Zusammenfassung: In einer Partnerschaft rotiert man als Co-Abhängiger so nach und nach alleinig um den Lebensstil und -sinn des Partners. Wie er das Leben sieht, wie Menschen zu sein haben, wie eine Beziehung oder die Frau/der Mann und andere soziale Kontakte auszusehen und sich zu verhalten haben, welche Moral- und Lebenseinstellungen er/sie für richtig hält: All das bestimmt der Partner, der vom anderen – von dir – Co-Abhängigkeit verlangt. Da man dabei seinen eigenen Lebensweg und -sinn aus den Augen verliert, orientiert man sich an den Gefühlen des anderen. Was ihn/sie wütend oder traurig macht, in Angst versetzt oder eifersüchtig werden lässt, vermeidet man.

Was man aus seiner eigenen Co-Abhängigkeit lernen kann

wenn du immer den falschen anziehst

Man kann etwas verteufeln und ablehnen, verdrängen und ignorieren oder man akzeptiert es und sieht das Positive darin, zum Beispiel, was man daraus lernen kann. Ich bin ein Freund der zweiten Betrachtung.

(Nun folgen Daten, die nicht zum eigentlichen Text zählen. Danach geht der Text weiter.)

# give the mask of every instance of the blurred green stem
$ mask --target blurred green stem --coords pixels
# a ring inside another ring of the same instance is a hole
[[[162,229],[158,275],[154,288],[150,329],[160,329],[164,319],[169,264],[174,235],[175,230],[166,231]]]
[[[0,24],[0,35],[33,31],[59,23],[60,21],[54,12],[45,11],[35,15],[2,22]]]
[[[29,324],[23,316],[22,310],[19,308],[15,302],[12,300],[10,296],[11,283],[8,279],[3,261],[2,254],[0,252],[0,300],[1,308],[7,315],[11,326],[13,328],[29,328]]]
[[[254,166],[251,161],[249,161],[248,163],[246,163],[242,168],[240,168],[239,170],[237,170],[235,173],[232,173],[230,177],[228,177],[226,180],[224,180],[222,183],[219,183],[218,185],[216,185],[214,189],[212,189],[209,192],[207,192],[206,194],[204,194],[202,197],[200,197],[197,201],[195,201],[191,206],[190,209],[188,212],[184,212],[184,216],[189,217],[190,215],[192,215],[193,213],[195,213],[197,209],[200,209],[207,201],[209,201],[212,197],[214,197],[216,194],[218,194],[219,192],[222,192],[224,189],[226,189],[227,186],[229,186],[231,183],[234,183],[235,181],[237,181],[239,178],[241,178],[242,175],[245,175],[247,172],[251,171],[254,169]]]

In einer co-abhängigen Beziehung zu leben, verrät vieles über den Menschen in puncto Selbstständigkeit, dem Umgang mit Alleinsein und Selbstwert. Denn die Abhängigkeit vom Partner kann das Leben nicht nur belasten – im Sinn der zusätzlichen Last des Partners und seines Lebens, welches scheinbar nur dann gut ist, wenn man sich entsprechend verhält, fügt oder anpasst. Es ist auch eine emotionale Last, denn man operiert innerhalb eines sehr engen Fensters aus Sollen, Müssen und Dürfen – eine Situation, die viele Betroffene an die Kindheit/Jugend und somit an eine enge, strenge, unfreie und eben abhängige Eltern-Kind-Beziehung erinnert. Es drohen Strafen und Diskussionen, wenn man nicht „brav“ ist oder sich weigert, ein Kind zu bleiben und sich stattdessen erwachsen verhält (Nestfluchtverhalten und die Angst des anderen, verlassen und nicht mehr gebraucht zu werden).

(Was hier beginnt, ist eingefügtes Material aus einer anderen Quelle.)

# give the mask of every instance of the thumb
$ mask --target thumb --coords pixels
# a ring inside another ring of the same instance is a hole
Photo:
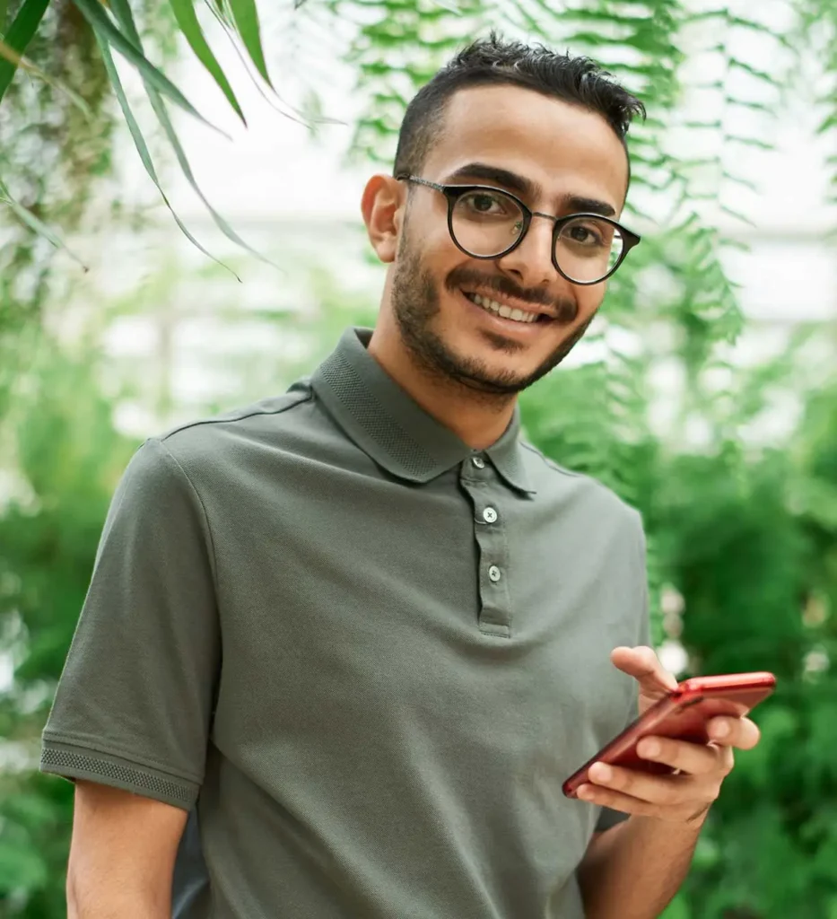
[[[677,688],[677,680],[660,663],[653,649],[639,645],[637,648],[615,648],[610,659],[628,676],[633,676],[639,688],[649,695],[659,696]]]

Auch die Last der eigenen Emotionen durch die Co-Abhängigkeit beschwert viele: Ohne den Partner zu sein – für viele reichen schon wenige Stunden -, fühlt sich unvollständig, nicht richtig, „fehl platziert“, abgetrennt, isoliert, haltlos und falsch an. Dabei kann Co-Abhängigkeit selbst in die Einsamkeit führen, weil wichtige Lektionen verdrängt und ignoriert werden. Vom Partner/der Partnerin oder der Partnerschaft per se bestimmt zu sein oder aktiv bestimmt zu werden, kann an wichtigen Säulen wie Selbstwirksamkeit, Selbstständigkeit und Selbstwert rütteln – soweit, bis wir nicht einmal mehr wissen, wer wir ohne den Partner/die Partnerin sind, was uns als Person ausmacht und was wir im Leben für uns erreichen wollen.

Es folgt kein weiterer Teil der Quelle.